Photo Credit : Pixabay
In response to our post about the legality of picking lady’s slippers, several readers mentioned another woodland plant that’s largely shrouded in mystery: the Jack-in-the-pulpit (Arisaema triphyllum).
What Are Jack-in-the-Pulpits?
The Jack-in-the-pulpit is a somewhat common, perennial plant that’s found across eastern North America, from Texas to the Canadian Maritimes. The plant’s underground corm produces one to two stems that can be up to two feet tall and are each adorned with three broad leaflets. A third stem holds a single hooded flower, which emerges in late spring or early summer and looks quite intriguing, with its maroon stripes and green hood.
The hood of the flower, known technically as a spathe (i.e., “pulpit”), contains a long, stem-like growth called the spadix (or “Jack”), which is where the flower’s reproductive parts are found. It’s from this flower structure that the plant gets it’s common name, Jack-in-the-pulpit.
History of Jack-in-the-Pulpits
As a species native to a large part of the United States, Jack-in-the-pulpits have a long relationship with humans. Some Native American peoples prepared the plant’s corm through drying or cooking, then ate it in a fashion similar to that of onions or potatoes.
Jack-in-the-pulpits were also used medicinally, as part of a topical ointment meant to treat or ease skin conditions and soreness.
Growing Conditions of Jack-in-the-Pulpits
Jack-in-the-pulpits grow in largely deciduous forests with plenty of shade. They prefer rich, moist soil and can often be found near wetlands and vernal pools.
In the late summer, after the plant’s flower has been pollinated, it produces a large clump of bright red berries. Each berry contains several seeds, which are spread by birds and other small animals after ingestion.
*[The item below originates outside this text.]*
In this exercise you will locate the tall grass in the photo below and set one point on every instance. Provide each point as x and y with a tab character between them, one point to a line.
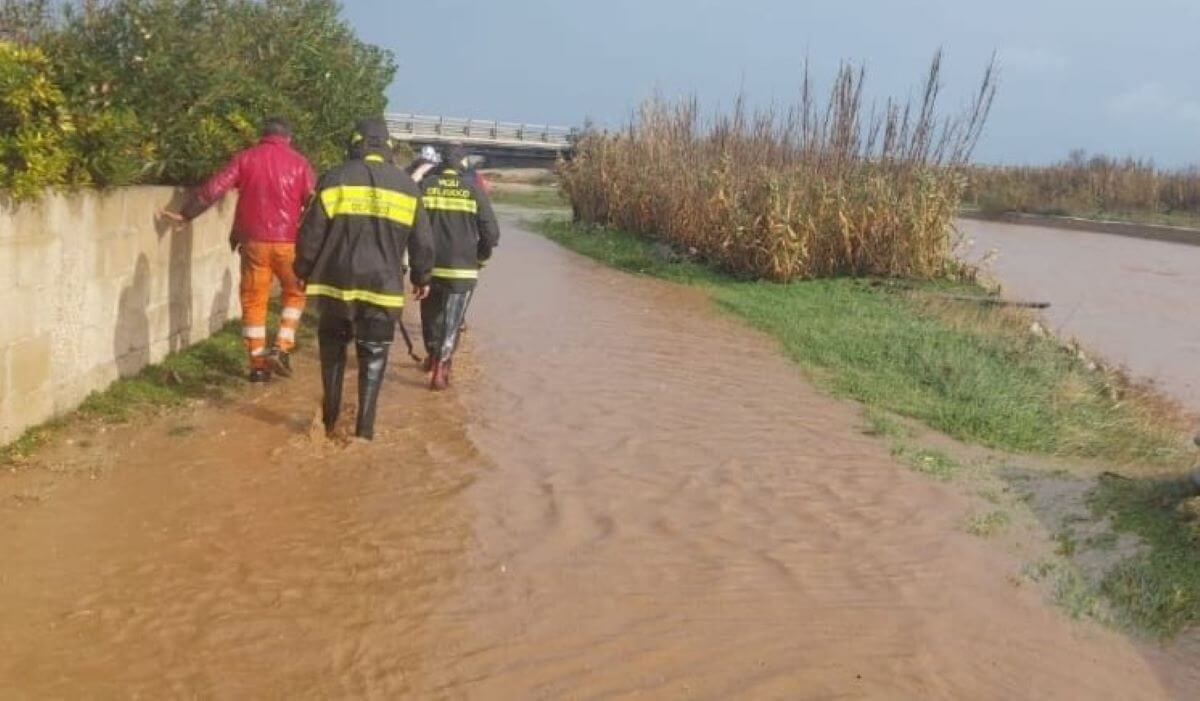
825	187
1086	186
Jack-in-the-pulpits can be grown from seeds or partial corms in a shady garden with moist soil. After planting, they can often take some time to mature and flower.
The plant’s three-leafed stems make it look a lot like the dreaded poison ivy, which sometimes results in the Jack-in-the-pulpit’s mistaken removal. A Jack-in-the-pulpit’s leaves are generally larger and broader than those of poison ivy, and the plant itself is typically taller than poison ivy, which tends to creep along the ground.
Look for the signature hooded flower or red berry cluster to truly be sure that the plant you’re looking at is in fact a Jack-in-the-pulpit and not something more sinister!
Are Jack-in-the-Pulpits Poisonous?
The tales you may have heard about the toxicity of Jack-in-the-pulpits are true: they are indeed poisonous. The plant’s leaves, berries, and corms contain calcium oxalate, which is a chemical compound that takes the form of tiny crystalline structures. Getting this on your bare skin can cause irritation, and ingesting the plant raw can be dangerous, sometimes resulting in choking or blisters. It is therefore recommended to avoid touching any part of the plant unless you’re wearing gloves and other skin protection.
Warning: Never consume any part of a Jack-in-the-pulpit raw and be sure to follow any cooking instructions with caution and diligence.
Have you ever spotted Jack-in-the-pulpits in the woods?